L'article 6 de la proposition établit un mécanisme de consultation et de transparence faisant obligation aux ARN d'organiser une consultation lorsqu'elles prennent des décisions affectant des tiers. Il établit aussi une procédure qui donne à la Commission la possibilité de demander à une ARN de modifier ou d'annuler une mesure non justifiée par le cadre réglementaire. En septembre, le Conseil a adopté une position commune qui, selon la Commission européenne et la commission du PE, affaiblit cette disposition. Premièrement, le Conseil a restreint le champ d'application du mécanisme de transparence en supprimant du texte les questions liées au spectre radioélectrique. Deuxièmement, il a remplacé la possibilité, pour la Commission, d'imposer ex ante à une ARN de modifier ou de retirer une mesure par la publication d'un "avis détaillé" non contraignant. Or, pour la Commission européenne et les parlementaires, un avis non contraignant n'aurait pas l'efficacité nécessaire pour empêcher l'adoption de décisions nationales contraires au droit communautaire.
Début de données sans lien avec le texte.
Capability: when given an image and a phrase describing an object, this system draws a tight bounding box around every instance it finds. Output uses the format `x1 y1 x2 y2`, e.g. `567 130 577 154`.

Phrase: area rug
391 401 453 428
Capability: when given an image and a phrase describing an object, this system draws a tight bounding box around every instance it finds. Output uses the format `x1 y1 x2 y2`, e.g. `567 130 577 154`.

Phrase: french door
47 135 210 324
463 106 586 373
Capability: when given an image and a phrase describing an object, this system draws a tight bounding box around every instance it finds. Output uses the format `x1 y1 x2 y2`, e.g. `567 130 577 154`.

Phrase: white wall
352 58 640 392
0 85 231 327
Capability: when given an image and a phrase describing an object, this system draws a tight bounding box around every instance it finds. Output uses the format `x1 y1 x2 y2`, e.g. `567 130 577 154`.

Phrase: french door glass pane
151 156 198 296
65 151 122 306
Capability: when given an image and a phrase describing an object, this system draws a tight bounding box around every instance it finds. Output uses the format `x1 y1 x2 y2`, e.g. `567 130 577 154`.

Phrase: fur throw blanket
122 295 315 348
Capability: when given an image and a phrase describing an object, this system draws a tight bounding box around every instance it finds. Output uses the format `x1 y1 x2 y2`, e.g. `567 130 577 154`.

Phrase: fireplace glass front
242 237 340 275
Le rapporteur du PE, Reino Paasilinna (PSE, Finlande), a exhorté le Conseil à contribuer à mettre en place un véritable marché intérieur européen des télécommunications et à prévenir la fragmentation qu'il faut craindre si le contrôle global serait confié aux ANR. Le secteur des télécommunications connaîtra la sécurité juridique dont il a besoin pour tirer profit du marché unique seulement si le rôle de la Commission européenne est garanti, a fait valoir M. Paasilinna. La position commune est, à son avis, en contradiction avec l'appel lancé lors du Conseil européen de Lisbonne en faveur d'un marché des télécommunications entièrement intégré et libéralisé. Cependant, il s'est dit prêt à négocier un compromis et a ajouté que si le Conseil faisait un geste sur l'article 6, lui-même ferait preuve de souplesse au sujet des autres amendements. Le message de M. Paasilinna a trouvé un écho auprès des membres des autres groupes politiques. Des craintes ont été formulées quant aux conséquences qu'auraient des divergences d'interprétation de la législation ou une surrégulation de la part des ANR, bien que l'idée de créer un réseau d'ANR ait été avancée à titre de compromis possible. M. Daems a indiqué pour sa part qu'il existait au sein du Conseil une volonté d'aboutir à un compromis, et s'est engagé à évoquer avec ses collègues la possibilité de créer un réseau d'ANR. Mais il a répété que la position commune défendait le principe de subsidiarité sur le marché des télécommunications.